The bot can test the attack in a simulation before actually using it, and the simulator shows how the AI target would think and what actions it would take if it saw the attack. The bot can then study this response, modify the attack and try again and again. This picture of the target AI’s internal reasoning is something outsiders don’t have access to, so in theory OpenAI’s bot should be able to find flaws faster than a real-world attacker.
It’s a common tactic in AI security testing: create an agent to find edge cases and quickly test them in a simulation.
“Us [reinforcement learning]”A trained attacker can direct an agent to execute sophisticated, long-horizon malicious workflows that unfold over tens (or even hundreds) of steps,” OpenAI wrote. “We also observed new attack strategies that did not appear in the human clustering campaign or in external reports.”
In a demonstration (pictured in part above), OpenAI showed how its automated attacker cracked a malicious email in a user’s inbox. When the AI agent later scanned the inbox, it followed the hidden instructions in the email and sent a resignation message instead of composing an out-of-office reply. However, after the security update, “agent mode” was able to successfully detect the direct injection attempt and flag it to the user, according to the company.
The company says that while timely injection is difficult to ensure infallibly, it relies on large-scale testing and faster patch cycles to harden its systems before they are exposed to real-world attacks.
An OpenAI spokesperson declined to share whether the Atlas security update has resulted in a measurable reduction in successful injections, but says the company has been working with third parties to harden Atlas against direct injection since before the release.
Rami McCarthy, principal security researcher at cybersecurity firm Wiz, says reinforcement learning is a way to continuously adapt to attacker behavior, but it’s only part of the picture.
“A useful way to think about risk in AI systems is autonomy multiplied by access,” McCarthy told TechCrunch.

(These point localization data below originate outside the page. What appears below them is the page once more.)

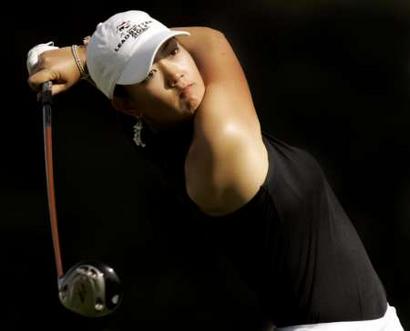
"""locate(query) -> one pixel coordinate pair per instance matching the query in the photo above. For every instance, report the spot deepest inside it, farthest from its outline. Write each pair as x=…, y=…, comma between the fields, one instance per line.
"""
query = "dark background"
x=332, y=77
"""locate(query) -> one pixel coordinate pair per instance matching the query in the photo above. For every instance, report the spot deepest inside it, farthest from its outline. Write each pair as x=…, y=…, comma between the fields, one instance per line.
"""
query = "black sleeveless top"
x=292, y=243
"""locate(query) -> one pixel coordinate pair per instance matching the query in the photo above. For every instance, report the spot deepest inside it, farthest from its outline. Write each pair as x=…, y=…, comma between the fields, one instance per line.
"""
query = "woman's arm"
x=227, y=159
x=60, y=67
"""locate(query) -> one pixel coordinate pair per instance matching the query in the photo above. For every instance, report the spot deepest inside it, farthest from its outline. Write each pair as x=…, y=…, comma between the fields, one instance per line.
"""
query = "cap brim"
x=138, y=67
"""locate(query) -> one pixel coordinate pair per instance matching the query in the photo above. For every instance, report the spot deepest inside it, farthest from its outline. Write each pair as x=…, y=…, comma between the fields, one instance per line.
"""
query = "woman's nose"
x=173, y=74
x=174, y=78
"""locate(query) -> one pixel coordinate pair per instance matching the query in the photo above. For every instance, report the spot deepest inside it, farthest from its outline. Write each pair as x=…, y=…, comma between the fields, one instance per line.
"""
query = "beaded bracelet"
x=83, y=72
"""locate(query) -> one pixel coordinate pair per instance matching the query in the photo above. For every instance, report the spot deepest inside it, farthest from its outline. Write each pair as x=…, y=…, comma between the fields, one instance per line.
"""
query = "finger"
x=36, y=80
x=58, y=88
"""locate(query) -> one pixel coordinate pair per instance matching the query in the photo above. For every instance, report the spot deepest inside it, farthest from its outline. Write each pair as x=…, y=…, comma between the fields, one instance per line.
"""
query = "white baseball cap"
x=122, y=49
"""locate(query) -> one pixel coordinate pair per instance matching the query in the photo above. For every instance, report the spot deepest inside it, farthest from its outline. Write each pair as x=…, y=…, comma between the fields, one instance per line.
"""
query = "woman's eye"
x=150, y=75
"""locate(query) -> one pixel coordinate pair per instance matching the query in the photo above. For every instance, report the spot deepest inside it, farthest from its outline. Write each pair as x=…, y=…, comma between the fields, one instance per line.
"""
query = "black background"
x=331, y=77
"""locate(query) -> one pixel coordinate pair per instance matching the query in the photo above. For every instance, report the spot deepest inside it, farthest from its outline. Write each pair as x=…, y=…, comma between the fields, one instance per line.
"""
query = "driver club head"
x=91, y=289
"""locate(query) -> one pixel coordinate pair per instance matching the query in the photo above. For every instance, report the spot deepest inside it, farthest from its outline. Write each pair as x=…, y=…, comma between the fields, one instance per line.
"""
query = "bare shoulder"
x=226, y=165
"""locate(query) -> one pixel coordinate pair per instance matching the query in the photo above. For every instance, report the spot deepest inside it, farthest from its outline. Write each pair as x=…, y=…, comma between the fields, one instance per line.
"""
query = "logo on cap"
x=126, y=30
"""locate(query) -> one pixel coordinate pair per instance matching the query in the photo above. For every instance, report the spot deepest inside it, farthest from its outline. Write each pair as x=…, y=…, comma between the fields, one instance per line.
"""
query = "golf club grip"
x=48, y=153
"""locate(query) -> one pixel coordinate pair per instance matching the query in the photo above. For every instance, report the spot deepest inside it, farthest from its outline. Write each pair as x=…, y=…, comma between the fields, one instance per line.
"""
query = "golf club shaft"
x=48, y=153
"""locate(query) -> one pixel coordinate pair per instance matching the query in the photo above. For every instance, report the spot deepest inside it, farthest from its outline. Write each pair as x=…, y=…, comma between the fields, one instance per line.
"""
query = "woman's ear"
x=124, y=105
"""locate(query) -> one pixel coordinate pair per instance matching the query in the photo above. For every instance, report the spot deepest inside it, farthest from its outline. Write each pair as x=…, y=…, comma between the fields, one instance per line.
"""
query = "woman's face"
x=173, y=89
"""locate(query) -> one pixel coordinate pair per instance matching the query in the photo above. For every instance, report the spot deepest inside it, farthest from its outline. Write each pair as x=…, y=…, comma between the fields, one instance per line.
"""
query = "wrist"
x=79, y=55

“Browser agents tend to sit in a difficult part of this space: moderate autonomy combined with very high access,” McCarthy said. “Many current recommendations reflect this trade-off. Limiting connected access primarily reduces exposure, while requiring verification of confirmation requests limits autonomy.”
Those are two of OpenAI’s recommendations to users to reduce their own risk, and a spokesperson said Atlas is also trained to get user confirmation before sending messages or making payments. OpenAI also suggests that users give agents specific instructions, rather than giving them access to your inbox and telling them to “do whatever it takes.”
“High latitude makes it easier for hidden or malicious content to affect the agent, even when safeguards are in place,” according to OpenAI.
While OpenAI says protecting Atlas users from timely injections is a top priority, McCarthy raises some skepticism about the return on investment for vulnerable browsers.
“For most everyday use cases, agent browsers don’t yet offer enough value to justify their current risk profile,” McCarthy told TechCrunch. “The risk is high given their access to sensitive data like email and payment information, even though that access is also what makes them powerful. That balance will evolve, but today the trade-offs are still very real.”